O fato de o Brasil adotar norma para preços de transferência diferente das principais economias do mundo era um embaraço para os negócios porque acabava dando margem à dupla tributação, observa o executivo. Em diagnóstico realizado em 2019, a OCDE havia apontado 30 divergências entre as regras brasileiras e os padrões da instituição e 27 delas gerariam risco de dupla tributação.
“O Brasil era a jabuticaba nesse caso em relação à maioria dos países, tinha a legislação diferente”, afirma Clarissa Machado, sócia da área tributária do escritório Trench Rossi Watanabe. Entre as mudanças, a advogada destaca a necessidade de que essas companhias avisem a Receita sobre efeitos de reestruturações nos negócios. Segundo a advogada, isso poderá evitar autuações fiscais, que hoje acontecem quando o Fisco entende que a empresa realizou transação sem propósito negocial, só para reduzir a carga tributária.

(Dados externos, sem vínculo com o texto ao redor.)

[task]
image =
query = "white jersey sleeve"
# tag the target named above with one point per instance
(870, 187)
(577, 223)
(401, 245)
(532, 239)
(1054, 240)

Sócia do mesmo escritório, Simone Dias Musa aponta também que a nova legislação traz a possibilidade de o contribuinte, espontaneamente, ao fim do ano calendário, fazer novo ajuste no preço de transferência.

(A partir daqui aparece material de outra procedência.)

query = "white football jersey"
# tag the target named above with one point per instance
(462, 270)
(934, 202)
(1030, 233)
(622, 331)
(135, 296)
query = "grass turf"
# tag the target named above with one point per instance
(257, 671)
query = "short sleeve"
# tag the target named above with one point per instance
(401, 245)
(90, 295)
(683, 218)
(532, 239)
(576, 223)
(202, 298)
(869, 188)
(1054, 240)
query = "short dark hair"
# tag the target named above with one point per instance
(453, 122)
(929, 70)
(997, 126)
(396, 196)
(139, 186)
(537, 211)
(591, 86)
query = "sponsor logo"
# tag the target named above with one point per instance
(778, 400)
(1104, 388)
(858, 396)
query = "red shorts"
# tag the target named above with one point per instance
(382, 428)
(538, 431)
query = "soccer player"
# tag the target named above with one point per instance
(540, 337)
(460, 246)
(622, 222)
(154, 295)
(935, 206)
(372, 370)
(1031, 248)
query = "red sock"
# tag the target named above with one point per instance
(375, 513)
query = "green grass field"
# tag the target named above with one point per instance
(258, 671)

A MP ainda prevê a realização de consultas prévias à Receita especificamente sobre preços de transferência. Será cobrada uma taxa de R$ 80 mil por consulta, mas o contribuinte poderá checar se a Receita concorda com a metodologia que pretende aplicar, podendo evitar futuras autuações fiscais.
Além disso, quando o auditor fiscal discordar do modelo de cálculo adotado, ao invés de autuar a companhia, poderá abrir a possibilidade de retificação, afastando a aplicação de multas. A oferta de uma “segunda chance”, contudo, dependerá de alguns critérios fixados na MP.
Esse espaço para diálogo entre Fisco e contribuinte tem o potencial de reduzir o contencioso tributário, segundo a tributarista Thaís Shingai, sócia do escritório Mannrich Vasconcelos. “Se tiver uma situação que gere muita dúvida interpretativa, o contribuinte pode ir à Receita Federal e alinhar o entendimento. Não sabemos como será na prática, mas poderá ser feito”, afirma.
O lado negativo dessas mudanças, segundo Thais, é o provável aumento do custo de compliance (conformidade) para as empresas. “Agora a norma é muito mais detalhada e vai demandar das empresas a apresentação de documentação, deve ser criada alguma metodologia de prestação de informações sobre as operações controladas”, diz.
No geral, porém, a MP está alinhada com o que a iniciativa privada precisa, segundo o superintendente-geral da Associação Brasileira das Companhias Abertas (Abrasca), Alexandre Fischer. “Estamos passando por um movimento mais alinhado com a boa prática contábil internacional, da essência sobre a forma. Por isso é importante a postura colaborativa da autoridade fiscal”, afirma.
Desde 2018, a Receita Federal atuou com a OCDE em estudos e debates para a modernização das regras de preços de transferência. Por meio de nota, o órgão afirma que o sistema atual gera problemas de dupla não tributação, o que faz com que o Brasil perca receitas tributárias, ao mesmo tempo em que se verifica casos de dupla tributação, o que prejudica investimentos no país. “O novo sistema corrige essas lacunas”, afirma a nota.
Apesar de as novas regras serem “mais subjetivas”, segundo a própria Receita, a MP contempla a introdução de novos instrumentos que trarão segurança jurídica e previsibilidade. “Há expectativa de redução de litigiosidade no âmbito internacional já que a transação estará sujeita a regras tributárias mais homogêneas”, diz a nota.
O alinhamento das normas para tributação em preços de transferência com as regras internacionais era um dos principais itens da agenda do atual governo no processo de acessão à OCDE. Na terça-feira, o futuro ministro da Fazenda Fernando Haddad disse que o projeto de integrar a OCDE será “revisitado” pelo presidente eleito Luiz Inácio Lula da Silva (PT).